Por Cris Zanferrari
Quem alguma vez já atravessou a pé a mais famosa das pontes americanas, a Golden Gate, deve ter se surpreendido com os telefones públicos, ao longo do trajeto, com uma finalidade única: aconselhamento emergencial para momentos de crise, ou, em bom inglês, “Crisis Counseling: there is hope/make the call”. Explica-se: o mais belo postal de San Francisco é também o local preferido por suicidas das mais variadas faixas etárias. Mais de 1.300 pessoas dali saltaram para a morte. Contra tamanho desespero humano, o que pode um telefone, afinal?
Pode muito. Basta imaginar que do outro lado do aparelho haverá alguém capaz de ouvir, com genuína preocupação, os dramas e tormentos de quem faz a ligação. O que não é pouca coisa. Sim, porque escutar é uma arte em franco esquecimento nos dias de hoje. Olhe ao seu redor. A tagarelice ocupa lugar no ônibus, na cafeteria, no escritório, na academia, e, claro, nas redes sociais. Todo mundo tem o que contar o tempo todo. Todo mundo anseia por ser ouvido. Mas quem é que está _ verdadeiramente_ disposto ou disponível para ouvir?
É um desafio escutar alguém sem querer interrompê-lo, sem querer completar uma frase, sem pensar em outras coisas, sem demonstrar impaciência, sem nos distrairmos. Nossa ansiedade antecipa a palavra do outro, e antecipa, assim, a própria vida. Mal nos damos conta de que negócios se desfazem, amizades se desfazem, casamentos se desfazem, vidas se desfazem, porque alguém não escutou.
Escutar é coisa séria. E urgente.
Mikhail Bakhtin, famoso pensador russo, afirmou ser a palavra uma espécie de ponte lançada por alguém em direção a outrem.
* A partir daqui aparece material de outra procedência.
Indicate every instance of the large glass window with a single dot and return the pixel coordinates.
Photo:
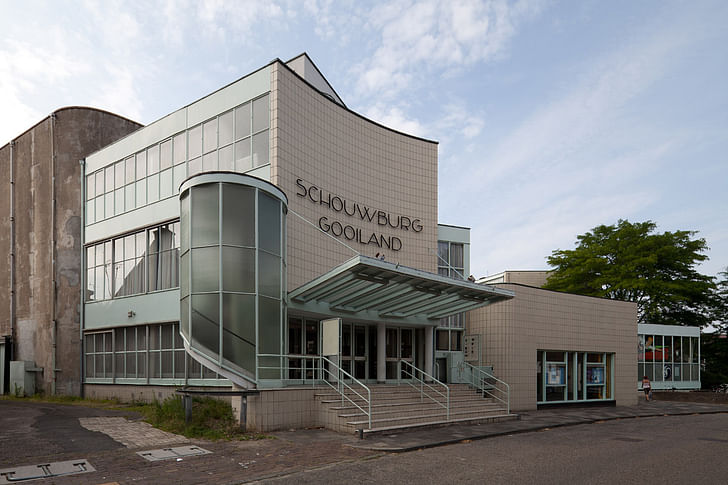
(237, 140)
(164, 257)
(564, 376)
(134, 263)
(668, 360)
(141, 354)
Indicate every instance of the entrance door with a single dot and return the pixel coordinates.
(406, 352)
(360, 352)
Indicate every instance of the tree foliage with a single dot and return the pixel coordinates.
(631, 262)
(714, 353)
(720, 303)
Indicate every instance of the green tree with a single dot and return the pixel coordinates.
(631, 262)
(720, 303)
(714, 354)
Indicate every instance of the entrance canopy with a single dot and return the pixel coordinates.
(368, 289)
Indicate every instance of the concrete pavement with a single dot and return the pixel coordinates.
(32, 433)
(531, 421)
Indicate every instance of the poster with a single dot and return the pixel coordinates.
(556, 375)
(595, 375)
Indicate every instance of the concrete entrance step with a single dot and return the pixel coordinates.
(384, 430)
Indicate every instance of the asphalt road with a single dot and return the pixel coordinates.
(665, 450)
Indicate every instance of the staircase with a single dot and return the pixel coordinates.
(400, 406)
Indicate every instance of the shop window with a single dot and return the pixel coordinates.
(237, 140)
(573, 376)
(442, 340)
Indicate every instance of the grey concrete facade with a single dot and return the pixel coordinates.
(40, 239)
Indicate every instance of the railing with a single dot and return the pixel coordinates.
(317, 369)
(417, 381)
(490, 385)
Ora, se a finalidade de uma ponte é estabelecer uma ligação de um lado a outro, a palavra é o que nos liga, nos aproxima, nos conecta uns aos outros. Certo? Sim, mas a palavra dita só alcançará o outro lado se for ouvida. Do contrário, jamais chegará a ser ponte. Nem elo. Muito menos salvação.
Faça um exercício: experimente ouvir alguém, uma pessoa qualquer. Comece por fixar seu olhar nos olhos dela. Resista heroicamente à tentação de, enquanto ela fala, pensar que outra vez esqueceu de marcar o dentista, lembrar que tem de buscar o cachorro na pet shop, passar na lavanderia, ligar para sua mãe, comprar shampoo. Resista a acelerar o final da conversa, a precipitar a despedida, a desfazer o contato visual. Resista, sobretudo, a sacar do celular para checar novas mensagens ou o que quer que seja. Depois, no uso da mais absoluta sinceridade, responda: quanto tempo durou sua resistência?
Ser um bom ouvinte é um exercício de desprendimento, de entrega, de doação. O bem mais precioso que podemos ofertar a alguém é algo que nos é raro e caro: o nosso próprio tempo. Escutar de verdade, pra valer, é algo que se faz sem pressa, como qualquer outra coisa que se faça com prazer, na qual se ponha, além do tempo, o coração.
Só em 2013, mais de 100 pessoas foram poupadas de fazer parte da triste estatística da Golden Gate. Mais de 100 pessoas foram devolvidas à vida porque alguém as escutou. Prova de que escutar alguém com profunda e sincera atenção e com genuíno interesse é, por si só, uma demonstração de afeto e de resposta. E uma resposta assim, nos dias de hoje, já é quase um abraço.